Das führt nun zu meiner ursprünglichen Aussage: zuerst muss eine explizite Einwilligung für eine Internet-Veröffentlichung von persönlichen Daten da sein. Dies könnte bei reiner Online-Datenerfassung (Neuanmeldung in einem Forum) auch im Rahmen einer durch Ankreuzen zu bestätigenden Einwilligung geschehen, muss in diesem Fall also nicht schriftlich sein.

Letztendlich soll dies ein Hinweis an alle sein, die für Dritte einsehbar personenbezogene Daten speichern, denn...

§43 (2) Ordnungswidrig handelt, wer vorsätzlich oder fahrlässig [...]
2. unbefugt personenbezogene Daten, die nicht allgemein zugänglich sind, zum Abruf mittels automatisierten Verfahrens bereithält [...]
(3) Die Ordnungswidrigkeit kann [...] in den Fällen des Absatzes 2 mit einer Geldbuße bis zu zweihunderfünfzigtausend Euro geahndet werden.

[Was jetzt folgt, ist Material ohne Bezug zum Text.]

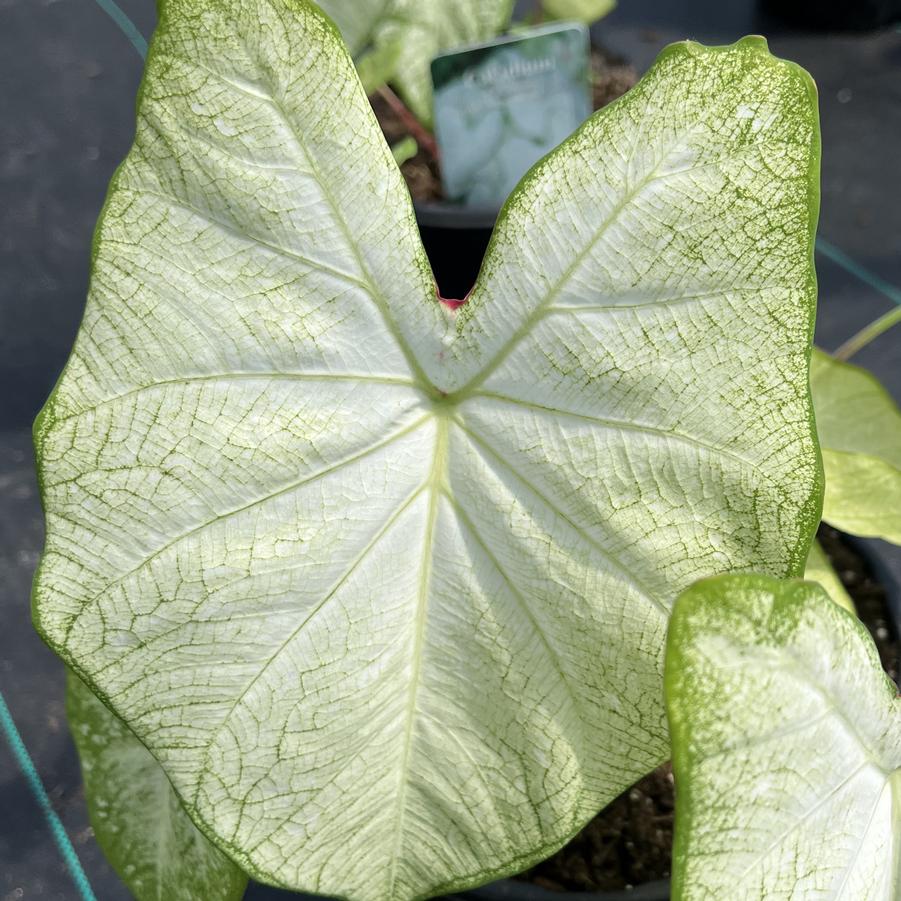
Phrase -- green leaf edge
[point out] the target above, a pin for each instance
(786, 594)
(840, 522)
(101, 829)
(809, 519)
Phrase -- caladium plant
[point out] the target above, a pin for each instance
(137, 817)
(382, 581)
(859, 429)
(786, 747)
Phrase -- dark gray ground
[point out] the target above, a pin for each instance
(67, 83)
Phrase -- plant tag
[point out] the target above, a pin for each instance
(502, 105)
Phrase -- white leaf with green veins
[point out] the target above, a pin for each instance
(786, 747)
(416, 31)
(136, 816)
(859, 426)
(382, 585)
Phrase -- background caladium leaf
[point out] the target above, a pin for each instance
(860, 435)
(410, 33)
(819, 569)
(384, 586)
(137, 817)
(786, 747)
(586, 11)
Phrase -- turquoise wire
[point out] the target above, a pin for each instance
(20, 752)
(126, 25)
(840, 258)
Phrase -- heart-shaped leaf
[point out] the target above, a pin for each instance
(384, 586)
(412, 33)
(860, 435)
(137, 817)
(786, 747)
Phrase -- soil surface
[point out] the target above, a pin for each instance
(630, 842)
(611, 77)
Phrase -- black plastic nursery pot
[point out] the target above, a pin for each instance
(514, 890)
(835, 15)
(455, 239)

Weil auch hier schon wieder ein diskussionswürdiger Begriff genutzt wird, noch eine Erläuterung nachgeschoben:

§10 (5) [...] Allgemein zugänglich sind Daten, die jedermann, sei es ohne oder nach vorheriger Anmeldung, Zulassung oder Entrichtung eines Entgelts, nutzen kann.

Es muss die selbe Datentiefe wie im zu prüfenden Datenbestand vorhanden sein. Beispiel: die anrufbare Telefonauskunft erlaubt damit auch eine Telefonbuch-CD.

Genug der Theorie und hoffentlich immer viel Spaß im Netz mit den neuen Projekten.